According to Wikipedia :
Phishing is termed as “Criminal activity using social engineering techniques. Phishers attempt to fraudulently acquire sensitive information, such as passwords and credit card details, by masquerading as a trustworthy person or business in an electronic communication.(Wikpedia)”
Types of Phishing
Unlike an Ip address, which doesn’t really give personal information of a person to a phisher cellphone or mobile numbers do have an easy access to this information. Therefor an SMS message designed to scare the recipient into calling a number to enquire about something (like a fake purchase information or a tempting lottery money) would provide the attacker a validation of your number, meaning he knows that this number is valid.
So whats next, as soon as you make the call and find it was bogus, you are spammed with 100’s of messages into your inbox. What can it contain? Lets have a look.
- Premium rate advertising.
- Images(could be porn stuffed).
- Viruses(in the form of ringtones)
Dangerous enough to make you buy another mobile.

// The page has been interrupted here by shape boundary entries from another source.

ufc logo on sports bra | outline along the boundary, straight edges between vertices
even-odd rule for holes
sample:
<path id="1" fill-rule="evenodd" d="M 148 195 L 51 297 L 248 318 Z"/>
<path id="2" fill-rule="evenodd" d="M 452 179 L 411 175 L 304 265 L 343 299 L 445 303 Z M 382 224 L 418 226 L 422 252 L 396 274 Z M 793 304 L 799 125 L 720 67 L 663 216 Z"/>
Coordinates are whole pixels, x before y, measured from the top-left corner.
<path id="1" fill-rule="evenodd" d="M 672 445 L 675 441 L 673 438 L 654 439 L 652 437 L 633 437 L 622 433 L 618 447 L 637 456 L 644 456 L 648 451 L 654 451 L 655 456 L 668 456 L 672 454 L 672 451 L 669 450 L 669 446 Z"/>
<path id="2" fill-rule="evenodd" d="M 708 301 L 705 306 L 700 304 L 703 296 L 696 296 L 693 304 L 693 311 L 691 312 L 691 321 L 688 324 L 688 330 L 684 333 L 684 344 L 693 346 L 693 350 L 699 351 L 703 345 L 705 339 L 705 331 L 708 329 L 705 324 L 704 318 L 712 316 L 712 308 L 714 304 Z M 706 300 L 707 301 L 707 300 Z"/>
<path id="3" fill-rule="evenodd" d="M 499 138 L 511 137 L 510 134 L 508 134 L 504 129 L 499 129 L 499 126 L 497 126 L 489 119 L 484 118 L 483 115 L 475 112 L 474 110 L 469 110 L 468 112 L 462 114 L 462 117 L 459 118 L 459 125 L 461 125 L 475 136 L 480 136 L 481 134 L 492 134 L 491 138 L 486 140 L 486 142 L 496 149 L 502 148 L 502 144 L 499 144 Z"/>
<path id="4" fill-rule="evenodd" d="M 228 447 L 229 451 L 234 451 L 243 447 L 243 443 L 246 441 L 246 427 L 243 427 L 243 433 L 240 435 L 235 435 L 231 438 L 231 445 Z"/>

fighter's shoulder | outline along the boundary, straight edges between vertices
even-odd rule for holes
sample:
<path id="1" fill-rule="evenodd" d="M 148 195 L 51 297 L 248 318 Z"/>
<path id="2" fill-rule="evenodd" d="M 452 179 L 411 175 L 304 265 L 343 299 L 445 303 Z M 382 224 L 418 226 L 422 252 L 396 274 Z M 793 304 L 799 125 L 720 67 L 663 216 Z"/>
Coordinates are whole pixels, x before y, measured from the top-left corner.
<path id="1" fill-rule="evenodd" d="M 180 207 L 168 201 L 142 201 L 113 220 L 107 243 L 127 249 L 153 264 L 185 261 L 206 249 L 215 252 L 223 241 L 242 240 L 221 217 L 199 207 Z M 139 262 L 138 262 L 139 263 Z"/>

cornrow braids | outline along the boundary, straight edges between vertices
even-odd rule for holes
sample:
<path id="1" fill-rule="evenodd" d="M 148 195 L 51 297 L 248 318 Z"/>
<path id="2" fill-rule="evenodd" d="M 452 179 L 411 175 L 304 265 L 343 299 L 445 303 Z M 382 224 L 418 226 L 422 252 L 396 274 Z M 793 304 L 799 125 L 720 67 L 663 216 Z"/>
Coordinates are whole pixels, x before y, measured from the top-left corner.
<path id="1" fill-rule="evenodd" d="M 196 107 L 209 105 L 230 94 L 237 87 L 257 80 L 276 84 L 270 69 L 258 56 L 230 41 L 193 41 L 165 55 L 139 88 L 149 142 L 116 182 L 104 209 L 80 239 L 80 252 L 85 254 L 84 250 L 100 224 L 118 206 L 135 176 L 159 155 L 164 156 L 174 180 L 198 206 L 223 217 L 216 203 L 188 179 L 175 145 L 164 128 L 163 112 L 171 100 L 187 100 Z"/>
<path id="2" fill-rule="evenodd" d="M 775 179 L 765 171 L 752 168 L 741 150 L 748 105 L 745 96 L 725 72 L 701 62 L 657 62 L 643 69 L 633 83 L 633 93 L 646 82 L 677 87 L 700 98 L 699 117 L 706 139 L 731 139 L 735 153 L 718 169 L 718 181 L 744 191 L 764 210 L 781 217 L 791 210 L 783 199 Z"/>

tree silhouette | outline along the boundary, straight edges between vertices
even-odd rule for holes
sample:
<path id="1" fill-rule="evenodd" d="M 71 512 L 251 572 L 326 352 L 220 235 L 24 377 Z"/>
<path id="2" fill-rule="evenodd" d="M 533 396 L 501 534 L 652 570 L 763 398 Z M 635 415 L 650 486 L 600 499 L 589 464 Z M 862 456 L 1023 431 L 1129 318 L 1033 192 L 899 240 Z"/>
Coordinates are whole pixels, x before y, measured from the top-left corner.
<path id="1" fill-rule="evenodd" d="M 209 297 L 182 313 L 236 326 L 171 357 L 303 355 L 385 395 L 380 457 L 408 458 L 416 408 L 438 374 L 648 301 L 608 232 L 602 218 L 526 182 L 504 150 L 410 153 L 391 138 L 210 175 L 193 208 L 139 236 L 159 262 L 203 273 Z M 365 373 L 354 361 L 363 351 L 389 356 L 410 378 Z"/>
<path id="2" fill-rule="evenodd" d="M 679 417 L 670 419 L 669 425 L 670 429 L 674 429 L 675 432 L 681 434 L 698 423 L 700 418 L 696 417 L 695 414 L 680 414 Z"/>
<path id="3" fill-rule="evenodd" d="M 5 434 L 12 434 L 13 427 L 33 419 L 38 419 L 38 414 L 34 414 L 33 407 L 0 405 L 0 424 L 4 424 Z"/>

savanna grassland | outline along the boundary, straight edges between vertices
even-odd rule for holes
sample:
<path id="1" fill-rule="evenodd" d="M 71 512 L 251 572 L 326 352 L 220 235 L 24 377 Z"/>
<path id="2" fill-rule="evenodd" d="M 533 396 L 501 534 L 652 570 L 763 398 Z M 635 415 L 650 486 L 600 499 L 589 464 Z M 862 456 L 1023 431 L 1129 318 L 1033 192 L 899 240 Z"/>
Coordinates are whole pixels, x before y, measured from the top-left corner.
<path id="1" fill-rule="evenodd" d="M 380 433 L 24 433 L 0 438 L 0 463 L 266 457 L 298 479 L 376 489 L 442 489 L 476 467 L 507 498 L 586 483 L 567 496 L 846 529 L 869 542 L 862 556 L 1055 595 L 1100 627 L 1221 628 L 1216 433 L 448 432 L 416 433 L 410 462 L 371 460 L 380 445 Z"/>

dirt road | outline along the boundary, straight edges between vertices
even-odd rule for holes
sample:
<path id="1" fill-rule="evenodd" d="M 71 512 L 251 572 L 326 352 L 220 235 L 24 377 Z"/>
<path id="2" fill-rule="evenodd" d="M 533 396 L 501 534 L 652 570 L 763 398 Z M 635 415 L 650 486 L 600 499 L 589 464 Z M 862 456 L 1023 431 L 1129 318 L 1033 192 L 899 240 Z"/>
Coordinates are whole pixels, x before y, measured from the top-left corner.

Alarming isn’t it!!
These are a serious threat on the mobile, because of the technology itself. As technology advances, even the crackers get smarter because there is always loop holes. There are around 760for the Symbian OS based devices and 17 for Windows CE devices.
How fast they grow and spread, is really alarming now. Bluetooth, GPRS, CDMA, they can get into your mobiles in the form of wallpapers, ringtones. In short anything, we like and is attractive.
Once installed, they can spread themselves again through messages and can access your contact list. So one of the best solution is don’t download or accept these things unless you know you were supposed to get it.
Spear phishing is targeted at a specific group or an enterprise. Hmm lets make it simple. Let’s say, you are an employee of a company, and you get an email which looks exactly like your project manager sent it. And in the email it asks you for vital information of the company. You don’t mind sending him(after all he is your boss!!).
Its intended to get viable information and passwords, and beware they can be containing trojans to knock down your system after you gave given the details!! You cant find the link ever back.